- Born: Damian Charles Hurley 4 April 2002 (age 24) London, England
- Citizenship: United Kingdom; United States;
- Occupations: Director; model;
- Years active: 2016–present
- Height: 185 cm (6 ft 1 in)
- Parents: Steve Bing; Elizabeth Hurley;

= Damian Hurley =

British actor and model (born 2002)

Damian Charles Hurley (born 4 April 2002) is an English actor and model. He is the son of actress Elizabeth Hurley and American businessman Steve Bing.

==Early life==
Hurley was born in Portland Hospital, London, to actress Elizabeth Hurley and American businessman Steve Bing. Although Bing initially denied paternity, a DNA test subsequently confirmed him as the father. In a court settlement of his child support obligations, Bing agreed to pay £1.8 million in annual installments of £100,000 for Hurley, although his mother declined to accept the payments.
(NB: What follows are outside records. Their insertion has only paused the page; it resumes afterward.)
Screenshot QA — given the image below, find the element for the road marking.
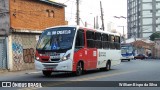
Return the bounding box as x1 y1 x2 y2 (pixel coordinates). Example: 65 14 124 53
70 70 137 81
19 70 138 90
25 71 42 74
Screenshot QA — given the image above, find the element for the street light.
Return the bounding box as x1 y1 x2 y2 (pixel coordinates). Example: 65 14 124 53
113 16 127 42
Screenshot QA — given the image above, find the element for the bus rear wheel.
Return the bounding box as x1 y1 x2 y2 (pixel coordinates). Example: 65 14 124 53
75 62 83 76
42 71 52 77
100 62 111 71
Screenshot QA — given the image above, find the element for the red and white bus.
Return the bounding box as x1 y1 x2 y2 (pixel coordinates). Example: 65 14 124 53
35 26 121 76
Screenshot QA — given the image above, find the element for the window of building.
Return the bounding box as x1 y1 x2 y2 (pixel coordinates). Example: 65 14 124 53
142 25 152 32
142 3 152 10
142 10 152 17
143 18 152 25
143 33 152 38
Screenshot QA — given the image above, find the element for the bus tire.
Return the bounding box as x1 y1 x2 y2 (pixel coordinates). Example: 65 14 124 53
42 71 52 77
105 62 111 71
75 62 83 76
100 61 111 71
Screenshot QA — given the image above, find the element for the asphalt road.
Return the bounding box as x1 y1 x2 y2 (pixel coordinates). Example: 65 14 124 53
0 59 160 90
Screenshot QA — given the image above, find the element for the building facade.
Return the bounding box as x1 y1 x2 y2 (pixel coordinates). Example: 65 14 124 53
127 0 160 38
0 0 66 71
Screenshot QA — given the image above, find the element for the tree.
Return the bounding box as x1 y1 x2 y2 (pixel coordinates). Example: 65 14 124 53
149 32 160 41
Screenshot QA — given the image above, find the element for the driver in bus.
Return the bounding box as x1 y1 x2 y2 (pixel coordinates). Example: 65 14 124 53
51 38 59 50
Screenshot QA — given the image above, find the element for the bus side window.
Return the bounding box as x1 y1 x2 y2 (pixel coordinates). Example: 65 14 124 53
95 32 102 48
75 30 84 48
102 34 108 49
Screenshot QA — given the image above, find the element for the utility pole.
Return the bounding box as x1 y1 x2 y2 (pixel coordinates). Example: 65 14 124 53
76 0 80 25
100 1 105 31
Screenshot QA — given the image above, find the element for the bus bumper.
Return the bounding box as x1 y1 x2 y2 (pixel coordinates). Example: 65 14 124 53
121 56 134 60
35 60 72 72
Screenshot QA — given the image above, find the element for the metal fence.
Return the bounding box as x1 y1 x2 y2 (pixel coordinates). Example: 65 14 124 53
0 39 7 69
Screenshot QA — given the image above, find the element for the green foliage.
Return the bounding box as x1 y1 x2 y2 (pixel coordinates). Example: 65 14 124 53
150 32 160 41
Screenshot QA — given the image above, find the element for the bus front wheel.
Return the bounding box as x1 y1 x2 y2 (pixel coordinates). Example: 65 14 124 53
75 62 83 76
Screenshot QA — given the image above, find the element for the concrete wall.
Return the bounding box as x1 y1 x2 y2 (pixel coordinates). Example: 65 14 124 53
0 0 10 36
10 34 37 71
10 0 65 31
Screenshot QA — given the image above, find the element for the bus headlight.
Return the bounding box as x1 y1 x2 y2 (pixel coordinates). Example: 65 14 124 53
36 57 40 60
62 54 70 61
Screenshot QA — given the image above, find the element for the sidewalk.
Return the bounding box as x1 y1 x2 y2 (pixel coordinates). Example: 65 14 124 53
0 69 38 76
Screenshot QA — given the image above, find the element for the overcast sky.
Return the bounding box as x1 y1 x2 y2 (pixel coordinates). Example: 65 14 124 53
50 0 127 32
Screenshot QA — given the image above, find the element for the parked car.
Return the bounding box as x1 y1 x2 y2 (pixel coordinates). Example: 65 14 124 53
134 54 148 59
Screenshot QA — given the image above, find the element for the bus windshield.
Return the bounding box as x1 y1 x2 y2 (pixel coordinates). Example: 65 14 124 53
121 46 133 54
37 27 76 50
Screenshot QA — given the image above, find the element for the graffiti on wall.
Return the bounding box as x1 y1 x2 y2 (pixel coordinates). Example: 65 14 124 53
23 48 34 63
12 42 23 63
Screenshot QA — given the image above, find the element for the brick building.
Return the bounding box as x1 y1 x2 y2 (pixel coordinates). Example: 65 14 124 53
153 38 160 59
132 39 154 57
0 0 66 71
In 2021, a legal dispute regarding the distribution of his late father's estate resulted in a settlement confirming Hurley’s entitlement to a share of the family trust.

Hurley's godfathers include Hugh Grant, David Beckham, Elton John and Denis Leary.

Hurley grew up in Gloucestershire with his mother and her then-spouse, Indian business tycoon Arun Nayar.

Hurley later lived part time in Australia because of his mother's relationship with Australian cricket player Shane Warne.

==Career==
In July 2016, it was announced that Hurley had been cast as Prince Hansel von Liechtenstein in The Royals, an E! series which stars his mother as the Queen of the United Kingdom. Hurley plays a reality TV star in the December 2016 episode "Aye, There's the Rub". He reprised the role in the April 2018 episode "My News Shall Be the Fruit to That Great Feast".

In September 2018, Hurley was signed by model agency Tess Management.

In July 2019, Hurley fronted Pat McGrath's 'Sublime Perfection' campaign. Hurley told Vogue, "It feels strange being referred to as a model" before explaining, "When I was 17, I got a call saying that [fashion photographer] Steven Meisel wanted me in New York the next day to front a new campaign. I'd never modelled before, but in a moment of madness I agreed, flew out, did the shoot and made it back to school in time for my first class on Monday."

In July 2020, Hurley signed with IMG.